Пусть даже с чужого плеча — после войны-то! Помню его черные трофейные очки. Он их не хотел выкидывать, хотя дужки давно сломались. Вкус у него был специфический, точнее, ярко артистический. До конца жизни он любил какие-то несусветные цвета. Малиновый бархатный костюм, зеленая бабочка, зеленая рубашка…
Когда появилась возможность, отец стал привозить себе одежду из-за границы. Помню, он меня в Праге дня два таскал по магазинам, чтобы я помог ему купить белые брюки. В одном магазине ему брюки понравились, он их примерил, выходит из примерочной, а я говорю: «Папа, они женские! Смотри — ширинка не в ту сторону». Он говорит: «А я свитер длинный надену, и никто не заметит! Но зато в белых штанах!»

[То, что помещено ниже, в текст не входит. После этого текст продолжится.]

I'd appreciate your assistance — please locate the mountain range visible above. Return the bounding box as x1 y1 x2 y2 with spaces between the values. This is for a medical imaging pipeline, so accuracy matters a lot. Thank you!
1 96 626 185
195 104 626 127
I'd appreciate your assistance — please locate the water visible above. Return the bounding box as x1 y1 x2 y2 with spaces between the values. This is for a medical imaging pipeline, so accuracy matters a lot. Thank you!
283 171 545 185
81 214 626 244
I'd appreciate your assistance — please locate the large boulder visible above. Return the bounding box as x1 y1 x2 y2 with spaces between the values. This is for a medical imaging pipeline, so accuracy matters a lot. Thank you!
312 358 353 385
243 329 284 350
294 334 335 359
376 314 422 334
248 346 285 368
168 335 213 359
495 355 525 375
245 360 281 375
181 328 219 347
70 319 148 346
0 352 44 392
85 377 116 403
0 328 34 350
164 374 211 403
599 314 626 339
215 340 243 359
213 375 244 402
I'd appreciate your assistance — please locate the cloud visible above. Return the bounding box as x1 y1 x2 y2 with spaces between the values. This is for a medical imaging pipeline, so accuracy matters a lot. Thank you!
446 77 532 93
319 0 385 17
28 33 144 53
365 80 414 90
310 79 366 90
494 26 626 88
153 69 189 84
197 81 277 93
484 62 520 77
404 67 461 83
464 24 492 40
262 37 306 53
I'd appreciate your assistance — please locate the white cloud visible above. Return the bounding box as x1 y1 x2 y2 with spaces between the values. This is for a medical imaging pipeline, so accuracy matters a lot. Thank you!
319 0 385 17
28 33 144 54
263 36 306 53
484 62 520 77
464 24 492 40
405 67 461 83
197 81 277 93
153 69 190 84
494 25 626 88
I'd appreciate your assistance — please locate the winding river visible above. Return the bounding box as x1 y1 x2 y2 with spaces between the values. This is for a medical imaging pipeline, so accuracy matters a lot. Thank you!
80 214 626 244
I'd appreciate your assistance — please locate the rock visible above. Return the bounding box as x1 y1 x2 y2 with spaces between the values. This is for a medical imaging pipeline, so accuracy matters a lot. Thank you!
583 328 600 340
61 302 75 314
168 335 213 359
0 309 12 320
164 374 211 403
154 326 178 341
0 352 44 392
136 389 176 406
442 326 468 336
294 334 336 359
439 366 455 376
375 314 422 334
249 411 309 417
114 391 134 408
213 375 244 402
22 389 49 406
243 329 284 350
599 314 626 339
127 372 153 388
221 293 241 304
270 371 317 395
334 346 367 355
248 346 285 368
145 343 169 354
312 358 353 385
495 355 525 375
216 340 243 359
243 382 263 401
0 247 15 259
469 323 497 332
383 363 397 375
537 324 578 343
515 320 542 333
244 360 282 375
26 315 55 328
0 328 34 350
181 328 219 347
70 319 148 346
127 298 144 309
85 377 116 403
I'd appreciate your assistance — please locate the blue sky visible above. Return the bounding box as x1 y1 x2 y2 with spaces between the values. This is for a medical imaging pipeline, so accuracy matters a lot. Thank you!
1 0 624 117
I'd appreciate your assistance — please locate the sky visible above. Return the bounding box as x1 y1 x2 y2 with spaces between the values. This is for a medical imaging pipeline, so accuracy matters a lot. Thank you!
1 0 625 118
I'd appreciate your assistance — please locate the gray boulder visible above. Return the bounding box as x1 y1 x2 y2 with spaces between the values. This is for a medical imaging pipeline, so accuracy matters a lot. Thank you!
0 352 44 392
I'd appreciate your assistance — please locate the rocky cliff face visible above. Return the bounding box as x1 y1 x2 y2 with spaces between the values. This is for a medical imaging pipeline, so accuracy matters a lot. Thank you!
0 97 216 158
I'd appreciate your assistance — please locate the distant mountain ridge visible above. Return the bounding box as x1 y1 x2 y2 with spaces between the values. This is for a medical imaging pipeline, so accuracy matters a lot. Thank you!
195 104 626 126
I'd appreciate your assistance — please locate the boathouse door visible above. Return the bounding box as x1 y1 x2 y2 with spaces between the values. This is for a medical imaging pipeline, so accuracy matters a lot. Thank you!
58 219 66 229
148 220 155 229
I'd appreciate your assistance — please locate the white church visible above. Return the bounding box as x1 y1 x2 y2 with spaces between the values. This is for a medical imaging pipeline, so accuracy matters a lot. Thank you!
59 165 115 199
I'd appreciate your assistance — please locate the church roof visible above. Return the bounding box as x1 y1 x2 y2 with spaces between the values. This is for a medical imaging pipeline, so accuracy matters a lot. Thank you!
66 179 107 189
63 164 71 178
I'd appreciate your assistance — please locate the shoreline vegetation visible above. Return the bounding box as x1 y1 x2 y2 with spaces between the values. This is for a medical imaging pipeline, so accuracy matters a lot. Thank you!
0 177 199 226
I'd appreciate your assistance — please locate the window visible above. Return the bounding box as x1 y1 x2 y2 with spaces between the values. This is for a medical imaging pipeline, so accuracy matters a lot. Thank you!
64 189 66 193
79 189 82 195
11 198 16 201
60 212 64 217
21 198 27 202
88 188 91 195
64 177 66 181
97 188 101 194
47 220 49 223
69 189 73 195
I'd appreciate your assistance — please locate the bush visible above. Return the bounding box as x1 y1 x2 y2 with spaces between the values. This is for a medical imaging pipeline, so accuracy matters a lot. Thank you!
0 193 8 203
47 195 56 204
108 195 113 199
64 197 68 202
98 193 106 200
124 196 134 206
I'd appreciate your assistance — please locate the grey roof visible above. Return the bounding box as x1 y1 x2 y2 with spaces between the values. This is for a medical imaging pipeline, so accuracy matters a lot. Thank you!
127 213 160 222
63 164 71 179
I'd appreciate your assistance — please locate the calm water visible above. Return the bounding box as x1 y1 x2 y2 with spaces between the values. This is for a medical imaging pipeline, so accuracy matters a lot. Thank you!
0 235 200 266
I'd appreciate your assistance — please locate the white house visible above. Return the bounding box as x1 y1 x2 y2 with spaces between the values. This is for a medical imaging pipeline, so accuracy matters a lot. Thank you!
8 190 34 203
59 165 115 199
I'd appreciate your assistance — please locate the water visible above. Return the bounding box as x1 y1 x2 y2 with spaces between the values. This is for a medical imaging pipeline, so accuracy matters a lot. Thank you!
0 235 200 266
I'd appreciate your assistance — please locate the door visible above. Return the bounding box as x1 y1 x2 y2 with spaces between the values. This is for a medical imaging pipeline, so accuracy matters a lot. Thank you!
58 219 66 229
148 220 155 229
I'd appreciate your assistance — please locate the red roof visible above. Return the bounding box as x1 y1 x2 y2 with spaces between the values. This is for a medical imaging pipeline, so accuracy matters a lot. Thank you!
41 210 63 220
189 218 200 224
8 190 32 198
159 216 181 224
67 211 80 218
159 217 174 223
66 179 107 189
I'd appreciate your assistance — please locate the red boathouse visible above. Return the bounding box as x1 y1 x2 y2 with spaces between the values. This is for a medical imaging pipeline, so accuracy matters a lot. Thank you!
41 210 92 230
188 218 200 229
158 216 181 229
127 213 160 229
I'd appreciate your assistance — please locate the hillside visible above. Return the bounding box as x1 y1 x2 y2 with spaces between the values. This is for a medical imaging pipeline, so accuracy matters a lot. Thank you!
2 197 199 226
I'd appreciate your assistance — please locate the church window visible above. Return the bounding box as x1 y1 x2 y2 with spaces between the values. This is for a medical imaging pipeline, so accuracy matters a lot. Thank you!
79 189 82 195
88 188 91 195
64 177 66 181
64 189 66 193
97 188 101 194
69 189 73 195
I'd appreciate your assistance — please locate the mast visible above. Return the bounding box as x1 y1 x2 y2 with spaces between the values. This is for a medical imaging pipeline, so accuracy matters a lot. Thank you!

Сейчас это смешно, а в СССР купить белые брюки было невозможно, их просто не существовало в природе.
У отца была страшная вещь — успех. Страшная, но вполне заслуженная. Почему страшная? Да потому, что успех — как вино. Случается и похмелье. Самый успешный его период был при Хрущеве. Никита Сергеевич, посмотрев отцовскую «Тишину», заявил, что у нас только один режиссер-коммунист — Басов! Но этот период быстро кончился. Пришли другие времена. А его картины после «Щита и меча» уже не пользовались такой популярностью.
Отец был человеком очень целенаправленным и убежденным в двух тезисах: «Мир прекрасен, а Басов — практически гениален!» Вторую максиму не всем легко принять. Хотя он умел уговаривать, отец был очень хороший оратор. Мало того — софист!
Он мог запросто доказать, что дважды два — пять. Поэтому если он выступал в чью-то защиту, или наоборот, то так лихо все закручивал, что потом оппоненты долго не могли понять, как же он их убедил. В отцовском фильме «Нейлон 100%» жена (которую играет моя мама) говорит сестре о муже (которого играет мой отец): «Не спорь с ним, Инга! Его не переговоришь! Он же Цицерон!» Картинка с натуры.
С другой стороны, отец был тонким и хитрым дипломатом, всегда, когда надо, шел на компромисс. Я бы даже назвал его великим путаником. Не в том смысле, что он что-то путал, а в том, что запутывал оппонента. Хохмил, отвлекал, убалтывал...
А еще я назвал бы его человеком коммерческим. При социализме он жил по капиталистическим законам. Деньги его всегда интересовали. Но это не была жадность.